The inner anonymous function creates a new recoverable scope each iteration, so a panic crashes just one iteration.

Don’t swallow panics silently. Always log and increment a counter. In production, I’ve seen silent recover dedicating so much CPU to recovering-then-failing-again that the service was essentially dead but appeared “up.” A metric on panic count is essential.

Don’t recover everywhere. Recover belongs at the top of a goroutine or at a well-defined service boundary (like an HTTP middleware). Don’t scatter defer recover() through your code — it makes debugging impossible and hides real bugs.

HTTP middleware should recover. net/http already has this built in — if your handler panics, the server’s default serverHandler recovers and returns 500. But in some frameworks (I’m looking at you, certain gRPC handlers), panics in handlers are NOT recovered by default. Check your framework.

Goroutine leaks aren’t panics. A leaked goroutine — one that’s blocked forever — doesn’t crash anything, but it does eat memory. Different problem, different solution. See my post on goroutine leaks.
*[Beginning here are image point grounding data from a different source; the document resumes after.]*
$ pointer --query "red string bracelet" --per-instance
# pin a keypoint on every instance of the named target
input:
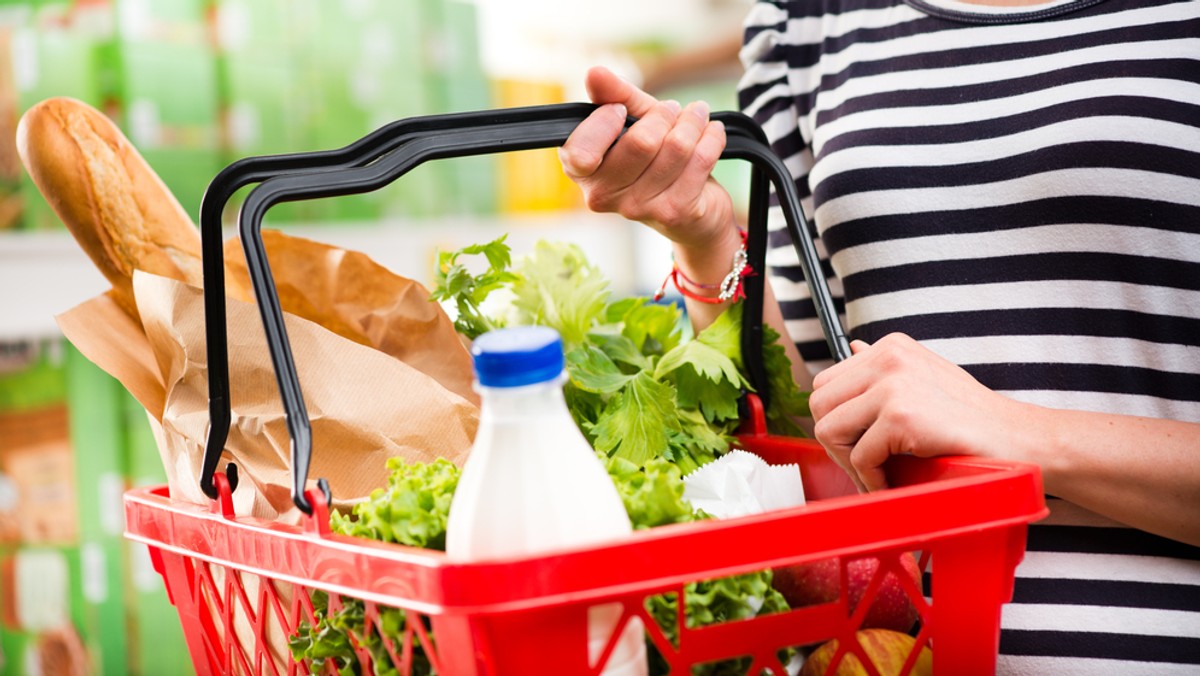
(731, 287)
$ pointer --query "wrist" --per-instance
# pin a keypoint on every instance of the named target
(729, 289)
(711, 261)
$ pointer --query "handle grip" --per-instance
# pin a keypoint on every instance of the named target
(385, 155)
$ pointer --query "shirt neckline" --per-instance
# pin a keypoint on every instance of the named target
(973, 13)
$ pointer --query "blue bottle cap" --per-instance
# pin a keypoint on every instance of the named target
(515, 357)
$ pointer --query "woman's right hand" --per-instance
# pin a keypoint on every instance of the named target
(659, 171)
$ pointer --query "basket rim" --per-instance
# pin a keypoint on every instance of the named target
(987, 495)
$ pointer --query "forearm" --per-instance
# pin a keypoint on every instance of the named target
(1143, 472)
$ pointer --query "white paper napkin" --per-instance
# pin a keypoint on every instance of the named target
(741, 483)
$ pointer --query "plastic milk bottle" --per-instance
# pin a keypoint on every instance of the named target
(533, 482)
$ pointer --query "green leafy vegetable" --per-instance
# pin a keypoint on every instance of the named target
(466, 291)
(654, 404)
(557, 287)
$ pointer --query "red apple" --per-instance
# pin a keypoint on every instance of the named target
(808, 584)
(886, 648)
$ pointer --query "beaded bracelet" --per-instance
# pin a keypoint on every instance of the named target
(730, 288)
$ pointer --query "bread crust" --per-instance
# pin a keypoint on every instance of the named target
(106, 193)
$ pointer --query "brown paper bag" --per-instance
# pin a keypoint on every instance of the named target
(364, 404)
(354, 297)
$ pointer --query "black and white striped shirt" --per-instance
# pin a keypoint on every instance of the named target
(1018, 189)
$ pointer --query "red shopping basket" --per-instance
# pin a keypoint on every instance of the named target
(243, 586)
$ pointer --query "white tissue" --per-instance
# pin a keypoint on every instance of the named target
(741, 483)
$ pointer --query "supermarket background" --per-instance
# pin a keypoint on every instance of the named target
(197, 84)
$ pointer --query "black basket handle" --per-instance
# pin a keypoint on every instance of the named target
(379, 159)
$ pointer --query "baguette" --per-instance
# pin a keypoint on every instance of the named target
(114, 204)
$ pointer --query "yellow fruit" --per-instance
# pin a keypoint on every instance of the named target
(887, 650)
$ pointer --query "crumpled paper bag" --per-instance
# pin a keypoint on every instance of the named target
(365, 405)
(741, 483)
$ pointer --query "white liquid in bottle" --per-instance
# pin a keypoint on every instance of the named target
(532, 482)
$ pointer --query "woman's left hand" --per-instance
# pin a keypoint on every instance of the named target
(898, 398)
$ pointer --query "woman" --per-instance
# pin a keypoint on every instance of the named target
(1009, 195)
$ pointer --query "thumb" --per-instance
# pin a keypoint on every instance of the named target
(606, 87)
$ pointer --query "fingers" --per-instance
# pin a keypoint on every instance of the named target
(586, 147)
(847, 419)
(605, 87)
(631, 155)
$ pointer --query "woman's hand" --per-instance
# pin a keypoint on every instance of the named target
(657, 173)
(898, 398)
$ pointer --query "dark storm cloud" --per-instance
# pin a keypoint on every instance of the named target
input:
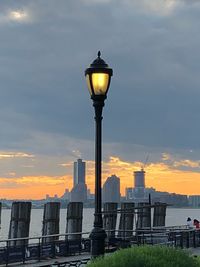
(153, 49)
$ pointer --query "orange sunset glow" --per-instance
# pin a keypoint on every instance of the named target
(159, 175)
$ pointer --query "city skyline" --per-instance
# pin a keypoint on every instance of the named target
(46, 115)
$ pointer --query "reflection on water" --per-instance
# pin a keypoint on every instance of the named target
(174, 217)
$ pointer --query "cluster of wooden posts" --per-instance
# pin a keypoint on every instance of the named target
(126, 225)
(129, 213)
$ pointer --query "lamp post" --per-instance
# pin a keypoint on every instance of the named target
(98, 77)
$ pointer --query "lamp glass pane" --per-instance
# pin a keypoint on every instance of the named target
(100, 83)
(88, 83)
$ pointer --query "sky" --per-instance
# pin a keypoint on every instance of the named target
(152, 109)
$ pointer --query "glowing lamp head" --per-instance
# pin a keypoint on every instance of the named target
(98, 77)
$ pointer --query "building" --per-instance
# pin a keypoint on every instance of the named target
(194, 201)
(79, 172)
(139, 185)
(79, 193)
(129, 194)
(79, 190)
(66, 195)
(111, 189)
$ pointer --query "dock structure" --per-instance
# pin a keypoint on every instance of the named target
(20, 248)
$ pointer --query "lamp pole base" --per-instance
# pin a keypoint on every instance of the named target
(97, 236)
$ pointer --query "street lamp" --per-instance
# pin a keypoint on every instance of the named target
(98, 77)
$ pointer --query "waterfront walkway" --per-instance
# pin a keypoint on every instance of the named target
(78, 260)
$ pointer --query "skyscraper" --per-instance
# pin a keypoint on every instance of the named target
(79, 190)
(111, 189)
(79, 172)
(139, 181)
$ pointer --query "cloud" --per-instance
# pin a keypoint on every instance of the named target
(152, 104)
(8, 155)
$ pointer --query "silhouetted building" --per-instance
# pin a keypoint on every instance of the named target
(139, 185)
(66, 195)
(194, 201)
(79, 193)
(111, 189)
(79, 172)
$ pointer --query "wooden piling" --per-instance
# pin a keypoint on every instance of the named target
(110, 218)
(20, 222)
(159, 214)
(0, 213)
(126, 220)
(51, 218)
(74, 220)
(144, 215)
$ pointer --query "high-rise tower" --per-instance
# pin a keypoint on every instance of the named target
(139, 182)
(79, 172)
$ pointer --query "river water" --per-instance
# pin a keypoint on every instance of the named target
(173, 217)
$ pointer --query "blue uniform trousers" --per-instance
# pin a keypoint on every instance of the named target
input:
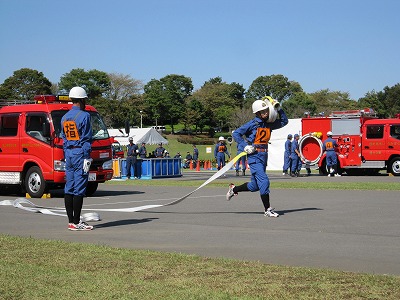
(287, 162)
(259, 179)
(76, 179)
(220, 160)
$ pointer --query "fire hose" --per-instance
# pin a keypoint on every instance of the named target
(25, 204)
(313, 145)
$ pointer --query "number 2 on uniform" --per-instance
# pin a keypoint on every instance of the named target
(329, 145)
(262, 136)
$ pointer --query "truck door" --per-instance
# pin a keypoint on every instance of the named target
(36, 142)
(394, 139)
(374, 145)
(10, 143)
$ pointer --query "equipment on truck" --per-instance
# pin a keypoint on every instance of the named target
(367, 144)
(31, 147)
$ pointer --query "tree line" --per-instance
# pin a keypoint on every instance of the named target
(172, 100)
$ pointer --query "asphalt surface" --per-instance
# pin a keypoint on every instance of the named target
(355, 231)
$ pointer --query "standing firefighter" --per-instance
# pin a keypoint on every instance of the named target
(287, 161)
(257, 133)
(219, 152)
(329, 146)
(77, 138)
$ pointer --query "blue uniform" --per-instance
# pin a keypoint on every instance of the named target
(296, 161)
(219, 153)
(258, 133)
(131, 160)
(286, 157)
(160, 152)
(195, 156)
(329, 146)
(241, 160)
(142, 151)
(77, 138)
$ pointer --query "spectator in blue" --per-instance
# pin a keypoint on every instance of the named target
(286, 157)
(241, 160)
(160, 151)
(296, 157)
(219, 152)
(329, 146)
(195, 155)
(132, 152)
(143, 150)
(77, 144)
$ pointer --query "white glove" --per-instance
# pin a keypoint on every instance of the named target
(86, 164)
(249, 149)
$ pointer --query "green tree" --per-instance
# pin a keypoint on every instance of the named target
(219, 99)
(123, 87)
(165, 98)
(24, 85)
(276, 86)
(96, 83)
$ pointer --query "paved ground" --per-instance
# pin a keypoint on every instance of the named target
(345, 230)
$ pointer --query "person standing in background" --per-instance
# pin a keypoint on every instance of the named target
(220, 151)
(195, 156)
(131, 159)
fatal error: concurrent map writes is NOT a panic. The Go runtime detects some classes of misbehavior and calls panic in a way that cannot be recovered. Concurrent map writes is one. Stack exhaustion is another. recover() doesn’t save you from these — the runtime bypasses the normal panic mechanism. The only fix is to not hit them in the first place.

os.Exit is not a panic. If you (or a library) calls os.Exit(1), no deferred functions run and there’s no recovery. I’ve seen libraries call log.Fatal inside goroutines, which calls os.Exit. That’s not recoverable. log.Fatal in library code is always a bug.

After the incident, I added a lint rule to our codebase: every go statement must be wrapped in a function that starts with a defer recover() (we implemented it with go keyword grep plus a manual review). It’s not bulletproof — you can still start a goroutine in cgo or via a library that doesn’t recover — but it catches 95% of cases.

The irony is that this bug had been latent for months. The background cleanup was only occasionally active, and the nil path was a config flag being misconfigured in staging that nobody had caught. A production config push brought all the replicas into the bad state simultaneously. We had great recover in our HTTP middleware, so all user-facing panics were contained. The background worker had none, and it was the background worker that killed us.

If you’re running Go in production, take a few minutes and audit every go keyword in your codebase. Any goroutine you start that you expect to live for the life of the process should have a recover. Library code should probably NOT recover (let the caller decide), but the code in your own main binary absolutely should.